AE 17: Exam 02 Review


November 29, 2023


Go to the course GitHub organization and locate your ae-17 repo to get started.Render, commit, and push your responses to GitHub by the end of class.

Render, commit, and push your responses to GitHub by the end of class. The responses are due in your GitHub repo no later than Saturday, December 2 at 11:59pm.

Note: This in-class review is not exhaustive. Use lecture notes notes, application exercises, labs, and homework for a comprehensive exam review.



Part 1: Logistic regression


The data for this analysis is about credit card customers. It can be found in the file credit.csv. The following variables are in the data set:

  • income: Income in $1,000’s
  • limit: Credit limit
  • rating: Credit rating
  • cards: Number of credit cards
  • age: Age in years
  • education: Number of years of education
  • own: A factor with levels No and Yes indicating whether the individual owns their home
  • student: A factor with levels No and Yes indicating whether the individual was a student
  • married: A factor with levels No and Yes indicating whether the individual was married
  • region: A factor with levels South, East, and West indicating the region of the US the individual is from
  • balance: Average credit card balance in $.

The objective of this analysis is to predict whether a person has maxed out their credit card, i.e., had $0 average card balance.

credit <- read_csv("data/credit.csv") |>
  mutate(maxed = factor(if_else(balance == 0, 1, 0)))

Exercise 1

  • Why is logistic regression the best modeling approach for this analysis?
  • Fill in the blanks.

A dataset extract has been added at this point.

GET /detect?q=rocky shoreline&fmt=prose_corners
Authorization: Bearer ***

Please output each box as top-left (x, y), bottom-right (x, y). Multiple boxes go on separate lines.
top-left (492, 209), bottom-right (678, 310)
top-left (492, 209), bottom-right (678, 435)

In logistic regression, we

    • use log-odds to …

    • use odds to …

    • use probabilities to …

Exercise 2

Split the data into 80% training and 20% test sets. Use seed 210.

credit_split <- initial_split(credit, prop = 0.8)
credit_train <- training(credit_split)
credit_test <- testing(credit_split)

Specify the logistic regression model. Call it credit_spec.

#add code here

Exercise 3

Create a recipe called credit_rec that does the following:

  • Predict maxed using income, age, and student.
  • Mean center the quantitative predictors.
  • Create dummy variables where needed and drop any zero variance variables.
credit_rec <- recipe(maxed ~ income + age + student, 
                     data = credit_train)

# add recipe steps

Exercise 4

Create the workflow that brings together the model specification and recipe. Call it credit_wflow.

# add code here

Exercise 5

Conduct 5-fold cross validation. Use seed 210 to create the folds.

# add code here

Then, summarize the metrics from your CV resamples.

# add code here

Exercise 6

Create a workflow for another model with a new recipe that includes the variable region along with all the variables and recipe steps from Exercise 3. Conduct cross validation, then select a model between the two.

# add code here

Exercise 7

Fit the model you selected in the previous exercise to the entire training set.

# add code here

Exercise 8

Now let’s evaluate the performance of the selected model using the testing data.

Create a confusion matrix using a cutoff probability of 0.5.

# add code here
  • What is the sensitivity? What does it mean in the context of the data ?

  • What is the specificity? What does it mean in the context of the data?

  • What is the false positive rate? What does it mean in the context of the data?

  • What is the false negative rate? What does it mean in the context of the data?

Exercise 9

Produce the ROC curve.

# add code here
  • Describe how you can use this curve to select a cutoff probability (rather than just going with 0.5).

Exercise 10

Questions about checking conditions for logistic regression:

  • Do we assess conditions on the training or testing set?

  • Why do we not consider categorical predictors when checking linearity?

  • Why do we not need to check constant variance for logistic regression?



To submit the AE:

  • Render the document to produce the PDF with all of your work from today’s class.
  • Push all your work to your ae-17 repo on GitHub. (You do not submit AEs on Gradescope).